Face à cette nouvelle transformation et à l’implantation d’une organisation révisée et repensée du travail , deux défis se présentent. Le premier défi en est un de design : pour assurer la rencontre des objectifs individuels et collectifs, chaque organisation doit choisir où placer le curseur entre télétravail et travail au bureau, de même que le degré d'autonomie octroyé à l'employé dans cette décision. Tandis que les dirigeants et gestionnaires préfèrent souvent une présence plus importante au bureau pour maintenir la culture organisationnelle et le sentiment d’appartenance, les employés semblent avoir pris goût au télétravail et à ses bienfaits.

Mode de travail privilégié

Employés

Organisations
(selon CRHA) *

Télétravail à temps plein ou pleine flexibilité

Employés 62 %

Organisations(selon CRHA) * 9 %

Bureau à temps plein ou avec seuil de présence exigé

Employés38 %

Organisations (selon CRHA)*81 %

Source : Sondage CROP - CRHA, mai 2021

*10 % des répondants organisationnels ont indiqué « Ne sait pas » en ce qui concerne leur préférence.
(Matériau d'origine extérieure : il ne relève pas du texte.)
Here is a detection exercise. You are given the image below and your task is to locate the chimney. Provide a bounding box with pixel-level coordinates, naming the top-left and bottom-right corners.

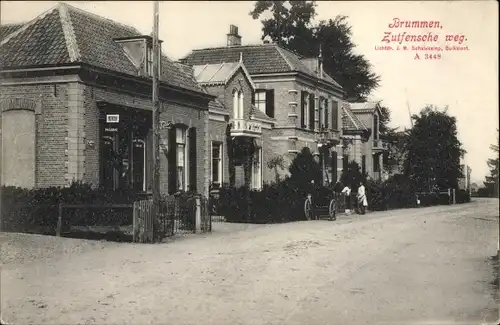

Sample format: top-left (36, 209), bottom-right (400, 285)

top-left (318, 44), bottom-right (323, 79)
top-left (227, 25), bottom-right (241, 46)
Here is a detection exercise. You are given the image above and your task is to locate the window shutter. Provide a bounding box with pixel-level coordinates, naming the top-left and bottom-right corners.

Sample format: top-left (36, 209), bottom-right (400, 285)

top-left (300, 91), bottom-right (307, 129)
top-left (323, 99), bottom-right (329, 130)
top-left (266, 89), bottom-right (274, 118)
top-left (189, 128), bottom-right (198, 192)
top-left (331, 151), bottom-right (338, 183)
top-left (309, 94), bottom-right (315, 130)
top-left (167, 127), bottom-right (177, 194)
top-left (332, 101), bottom-right (340, 131)
top-left (342, 155), bottom-right (349, 172)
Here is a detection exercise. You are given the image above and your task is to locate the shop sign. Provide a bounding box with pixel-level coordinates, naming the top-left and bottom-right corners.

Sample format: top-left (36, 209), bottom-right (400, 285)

top-left (106, 114), bottom-right (120, 123)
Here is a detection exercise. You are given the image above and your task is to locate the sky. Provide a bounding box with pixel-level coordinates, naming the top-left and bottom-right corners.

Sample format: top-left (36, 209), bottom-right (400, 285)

top-left (0, 1), bottom-right (499, 185)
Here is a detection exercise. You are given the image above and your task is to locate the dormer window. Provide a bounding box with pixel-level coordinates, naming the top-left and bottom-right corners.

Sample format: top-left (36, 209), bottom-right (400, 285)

top-left (115, 35), bottom-right (162, 77)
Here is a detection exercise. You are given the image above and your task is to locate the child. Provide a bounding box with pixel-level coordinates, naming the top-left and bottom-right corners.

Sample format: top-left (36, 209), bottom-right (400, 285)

top-left (341, 185), bottom-right (351, 213)
top-left (357, 182), bottom-right (368, 214)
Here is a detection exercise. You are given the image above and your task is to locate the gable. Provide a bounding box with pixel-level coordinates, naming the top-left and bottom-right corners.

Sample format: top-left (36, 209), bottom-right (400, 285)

top-left (0, 3), bottom-right (205, 93)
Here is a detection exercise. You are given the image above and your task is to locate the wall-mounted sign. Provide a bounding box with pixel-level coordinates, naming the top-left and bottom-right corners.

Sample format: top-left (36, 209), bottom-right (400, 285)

top-left (106, 114), bottom-right (120, 123)
top-left (160, 121), bottom-right (174, 130)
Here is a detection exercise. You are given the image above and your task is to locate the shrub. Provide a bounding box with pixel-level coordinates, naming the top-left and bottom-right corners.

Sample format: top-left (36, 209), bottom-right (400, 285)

top-left (366, 174), bottom-right (417, 211)
top-left (455, 190), bottom-right (470, 203)
top-left (1, 182), bottom-right (141, 233)
top-left (218, 179), bottom-right (307, 223)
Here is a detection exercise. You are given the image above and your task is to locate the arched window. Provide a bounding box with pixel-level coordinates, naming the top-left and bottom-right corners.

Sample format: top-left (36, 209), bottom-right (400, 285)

top-left (233, 89), bottom-right (239, 119)
top-left (238, 90), bottom-right (243, 119)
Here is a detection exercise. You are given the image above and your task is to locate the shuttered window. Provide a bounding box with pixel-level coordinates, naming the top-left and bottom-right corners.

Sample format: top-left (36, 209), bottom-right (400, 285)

top-left (323, 98), bottom-right (330, 130)
top-left (266, 89), bottom-right (274, 118)
top-left (300, 91), bottom-right (309, 129)
top-left (332, 101), bottom-right (340, 131)
top-left (309, 94), bottom-right (315, 130)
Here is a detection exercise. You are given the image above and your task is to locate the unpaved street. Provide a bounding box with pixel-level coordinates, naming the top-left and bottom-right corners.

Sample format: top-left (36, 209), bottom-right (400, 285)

top-left (0, 199), bottom-right (499, 325)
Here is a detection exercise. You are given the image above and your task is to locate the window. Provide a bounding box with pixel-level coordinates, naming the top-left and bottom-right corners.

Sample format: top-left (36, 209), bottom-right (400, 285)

top-left (132, 139), bottom-right (146, 192)
top-left (238, 90), bottom-right (244, 119)
top-left (331, 151), bottom-right (338, 183)
top-left (342, 155), bottom-right (349, 171)
top-left (373, 155), bottom-right (380, 173)
top-left (255, 90), bottom-right (266, 113)
top-left (361, 155), bottom-right (366, 174)
top-left (252, 148), bottom-right (262, 190)
top-left (0, 109), bottom-right (36, 188)
top-left (233, 89), bottom-right (240, 120)
top-left (323, 98), bottom-right (329, 130)
top-left (318, 97), bottom-right (325, 131)
top-left (175, 128), bottom-right (186, 191)
top-left (146, 44), bottom-right (153, 76)
top-left (332, 101), bottom-right (340, 131)
top-left (300, 91), bottom-right (309, 129)
top-left (309, 94), bottom-right (315, 130)
top-left (212, 142), bottom-right (222, 185)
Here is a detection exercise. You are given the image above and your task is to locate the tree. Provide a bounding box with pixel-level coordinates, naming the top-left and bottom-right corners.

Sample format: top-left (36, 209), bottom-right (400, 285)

Le second défi en est un d'opérationnalisation : comment concilier cet écart de manière à ce que tous en viennent à accepter le mode de travail choisi et demeurent motivés par leur emploi? La théorie de l’autodétermination (TAD; Ryan et Deci, 2017), qui s’intéresse tout particulièrement à la motivation humaine, constitue un cadre utile et efficace afin de répondre à cette question.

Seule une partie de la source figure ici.